Weeks passed, and the man who attacked the dog was still at large. People on Nextdoor, working from Ms. Chrustic’s description, posted that they had seen him in one part of the park or another. Ms. Chrustic, who used to visit the park four times a day, now found it too traumatic to enter unless necessary.
She was especially frustrated that the man, who was well known to people in the park, had not been arrested. “You have a person who is walking around the park who is violent and needs to be removed,” she said. “He’s known by the community. It’s disheartening.”
It was a random incident that might once have been discussed by a group of dog owners. But now it had a forum for a much wider community, with arguments about policing, vigilantism, homelessness, mental health care and progressive obstinacy all feeding into a conversation that evolved beyond the crime that set it off.
“It’s complicated,” said S. Matthew Liao, a professor of bioethics, philosophy and public health at New York University. “It’s a conflict of values, between wanting security and social justice. Everybody has a responsibility in some ways.
“There are a bunch of issues here, a bunch of threats,” he added. “We can deal with them in a compassionate way, or a not compassionate way.” …
Nextdoor, which claims an average of 37 million users per week, started in 2010 with the promise of connecting people with their neighbors and neighborhoods. One slogan went, “When neighbors start talking, good things happen.”
One thing they talked about, a lot, was local crime. In Nextdoor forums for communities all over the country, this included suspected crime and sightings of “suspicious” characters, leading early critics to say that what the platform really propagated was white fear. After complaints about racial profiling in 2016, the company instituted diversity training for its operations staff and new protocols for posts about crime and safety. But even in 2020, Representative Alexandria Ocasio-Cortez characterized it as an outlet for privileged white people to vent criminal fantasies about their Black and brown neighbors. She tweeted, “@Nextdoor needs to publicly deal w/ their Karen problem.”
A Nextdoor spokesperson said the company enables users to report any posts that they find offensive or discriminatory, which are then reviewed by volunteer community moderators or staff members. In 2021, only 1 percent of posts were reported as hurtful or harmful; about half of these were removed.
When Ms. Chrustic posted about the attack, the first responses were mostly notes of condolence and support. People with dogs posted that they had seen the man in the same area where she was attacked — why weren’t the police arresting him? Donations poured in to offset her veterinary bills.
But gradually, other voices emerged. A vocal minority asked why Park Slope residents, mostly white, were calling for the police to take down a man who appeared to be homeless and emotionally disturbed. Others called the man a “monster,” a “predator” or a “psychopath.” As on other social media platforms, the most ardent voices made the most noise.

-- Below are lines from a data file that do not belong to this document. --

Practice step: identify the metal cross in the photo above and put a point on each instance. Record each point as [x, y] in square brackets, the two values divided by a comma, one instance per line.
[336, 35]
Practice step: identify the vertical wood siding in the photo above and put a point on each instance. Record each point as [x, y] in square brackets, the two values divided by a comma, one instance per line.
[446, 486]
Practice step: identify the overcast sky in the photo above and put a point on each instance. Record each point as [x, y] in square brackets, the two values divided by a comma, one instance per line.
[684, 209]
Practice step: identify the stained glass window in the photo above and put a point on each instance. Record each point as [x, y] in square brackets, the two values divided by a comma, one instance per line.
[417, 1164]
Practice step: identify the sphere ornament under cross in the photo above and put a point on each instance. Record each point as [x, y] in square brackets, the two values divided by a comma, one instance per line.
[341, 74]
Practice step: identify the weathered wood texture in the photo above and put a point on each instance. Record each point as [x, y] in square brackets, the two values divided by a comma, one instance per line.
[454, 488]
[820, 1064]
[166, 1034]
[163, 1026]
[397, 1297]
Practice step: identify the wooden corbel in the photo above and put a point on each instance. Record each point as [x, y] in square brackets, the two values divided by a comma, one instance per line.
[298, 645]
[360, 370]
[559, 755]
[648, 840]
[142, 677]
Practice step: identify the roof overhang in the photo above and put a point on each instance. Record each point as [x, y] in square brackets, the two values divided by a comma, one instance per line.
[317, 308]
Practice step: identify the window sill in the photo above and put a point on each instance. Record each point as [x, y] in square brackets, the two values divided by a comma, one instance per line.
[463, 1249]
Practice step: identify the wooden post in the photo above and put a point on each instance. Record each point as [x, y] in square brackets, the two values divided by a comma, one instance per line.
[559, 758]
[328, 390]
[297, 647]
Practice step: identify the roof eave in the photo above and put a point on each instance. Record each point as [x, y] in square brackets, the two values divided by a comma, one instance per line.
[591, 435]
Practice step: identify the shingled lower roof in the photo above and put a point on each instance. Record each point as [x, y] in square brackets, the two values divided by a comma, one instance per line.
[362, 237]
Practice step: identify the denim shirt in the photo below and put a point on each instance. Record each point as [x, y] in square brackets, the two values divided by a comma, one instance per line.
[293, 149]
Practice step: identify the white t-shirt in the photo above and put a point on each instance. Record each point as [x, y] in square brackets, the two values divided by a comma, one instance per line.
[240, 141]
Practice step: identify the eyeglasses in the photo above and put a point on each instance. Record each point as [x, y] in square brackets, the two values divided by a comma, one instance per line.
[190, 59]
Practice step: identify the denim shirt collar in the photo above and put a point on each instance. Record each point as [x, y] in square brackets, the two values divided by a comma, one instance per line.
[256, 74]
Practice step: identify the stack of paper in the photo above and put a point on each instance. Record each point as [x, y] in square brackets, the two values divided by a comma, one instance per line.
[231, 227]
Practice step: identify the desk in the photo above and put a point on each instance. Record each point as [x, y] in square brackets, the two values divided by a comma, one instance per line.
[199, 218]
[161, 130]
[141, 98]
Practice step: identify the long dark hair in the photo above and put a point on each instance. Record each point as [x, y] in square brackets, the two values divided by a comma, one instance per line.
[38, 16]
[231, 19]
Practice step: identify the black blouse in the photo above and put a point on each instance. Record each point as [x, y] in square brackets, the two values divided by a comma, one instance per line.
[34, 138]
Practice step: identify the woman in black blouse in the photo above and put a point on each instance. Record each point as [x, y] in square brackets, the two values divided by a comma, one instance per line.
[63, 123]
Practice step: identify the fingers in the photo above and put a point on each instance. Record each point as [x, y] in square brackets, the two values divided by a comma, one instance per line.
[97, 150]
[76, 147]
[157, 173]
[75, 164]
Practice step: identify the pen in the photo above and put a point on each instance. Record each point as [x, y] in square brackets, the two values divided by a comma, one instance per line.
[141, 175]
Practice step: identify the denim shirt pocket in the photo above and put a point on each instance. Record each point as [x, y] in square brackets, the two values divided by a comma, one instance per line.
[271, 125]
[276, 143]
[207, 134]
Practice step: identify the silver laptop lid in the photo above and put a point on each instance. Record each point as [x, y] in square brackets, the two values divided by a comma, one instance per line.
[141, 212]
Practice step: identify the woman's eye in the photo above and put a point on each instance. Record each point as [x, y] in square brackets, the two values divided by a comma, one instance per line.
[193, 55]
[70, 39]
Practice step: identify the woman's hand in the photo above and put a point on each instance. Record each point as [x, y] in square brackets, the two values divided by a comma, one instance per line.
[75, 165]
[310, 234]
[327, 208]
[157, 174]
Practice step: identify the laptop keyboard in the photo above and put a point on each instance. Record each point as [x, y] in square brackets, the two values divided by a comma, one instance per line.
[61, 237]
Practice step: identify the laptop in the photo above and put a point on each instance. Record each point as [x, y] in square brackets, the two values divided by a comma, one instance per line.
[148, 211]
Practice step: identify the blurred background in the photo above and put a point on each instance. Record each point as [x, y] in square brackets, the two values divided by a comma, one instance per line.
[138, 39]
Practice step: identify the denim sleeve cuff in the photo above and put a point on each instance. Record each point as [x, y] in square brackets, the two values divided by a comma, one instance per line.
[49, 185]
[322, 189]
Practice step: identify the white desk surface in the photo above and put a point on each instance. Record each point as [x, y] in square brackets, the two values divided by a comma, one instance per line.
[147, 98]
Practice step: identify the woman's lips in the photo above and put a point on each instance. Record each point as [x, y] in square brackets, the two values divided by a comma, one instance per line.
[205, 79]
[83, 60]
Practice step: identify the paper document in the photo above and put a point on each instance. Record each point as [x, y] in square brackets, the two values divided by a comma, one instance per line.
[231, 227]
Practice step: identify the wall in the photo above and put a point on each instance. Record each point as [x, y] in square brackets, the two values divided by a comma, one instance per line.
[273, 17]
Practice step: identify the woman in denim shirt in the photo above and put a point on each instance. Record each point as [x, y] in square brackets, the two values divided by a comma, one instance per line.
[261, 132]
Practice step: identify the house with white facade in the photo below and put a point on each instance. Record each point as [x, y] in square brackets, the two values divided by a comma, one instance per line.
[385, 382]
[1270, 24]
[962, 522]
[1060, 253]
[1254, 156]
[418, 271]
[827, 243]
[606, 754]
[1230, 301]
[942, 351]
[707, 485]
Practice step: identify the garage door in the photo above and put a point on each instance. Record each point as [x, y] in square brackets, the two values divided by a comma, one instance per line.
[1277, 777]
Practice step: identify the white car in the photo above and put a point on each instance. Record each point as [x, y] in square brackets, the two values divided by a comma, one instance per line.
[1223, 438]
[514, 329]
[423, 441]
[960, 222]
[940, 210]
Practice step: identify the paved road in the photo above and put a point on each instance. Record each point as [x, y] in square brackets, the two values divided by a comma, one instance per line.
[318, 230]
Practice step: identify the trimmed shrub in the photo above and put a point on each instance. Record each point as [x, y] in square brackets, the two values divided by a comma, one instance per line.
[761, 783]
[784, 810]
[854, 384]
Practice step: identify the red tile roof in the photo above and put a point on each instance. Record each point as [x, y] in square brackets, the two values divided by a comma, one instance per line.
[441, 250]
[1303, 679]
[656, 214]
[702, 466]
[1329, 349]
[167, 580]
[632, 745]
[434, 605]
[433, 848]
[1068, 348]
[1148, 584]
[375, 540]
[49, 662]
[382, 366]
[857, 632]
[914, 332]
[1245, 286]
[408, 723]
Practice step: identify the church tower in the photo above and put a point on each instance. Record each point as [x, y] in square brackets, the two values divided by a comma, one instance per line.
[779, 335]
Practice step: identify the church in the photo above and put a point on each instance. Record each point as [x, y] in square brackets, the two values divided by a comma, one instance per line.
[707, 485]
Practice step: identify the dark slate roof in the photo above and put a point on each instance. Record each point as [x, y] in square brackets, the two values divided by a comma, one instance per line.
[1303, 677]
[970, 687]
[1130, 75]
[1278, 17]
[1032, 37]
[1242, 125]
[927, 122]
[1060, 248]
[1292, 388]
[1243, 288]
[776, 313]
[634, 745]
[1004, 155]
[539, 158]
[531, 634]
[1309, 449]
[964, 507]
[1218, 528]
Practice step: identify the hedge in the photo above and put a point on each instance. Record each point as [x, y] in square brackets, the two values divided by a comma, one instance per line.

Martin Lofsnes, 52, a dancer and choreographer who moved out of the neighborhood in 2020, came across the conversation while trying to sell some stuff and was appalled by the vitriol directed at an impoverished man, and by what he called “this vigilante attitude.”
He urged people on the thread to put their emotions aside and consider “400 yrs of systematic racism which has prevented black people from building generational wealth through homeownership resulting in the extreme disparity we see today.” Arresting the man, he wrote, would solve none of that.
With all the affluence in Park Slope, he posted, maybe critics should raise money to help the man, not throw him to the lethal jail system, from which he would most likely emerge more dangerous, or not emerge at all.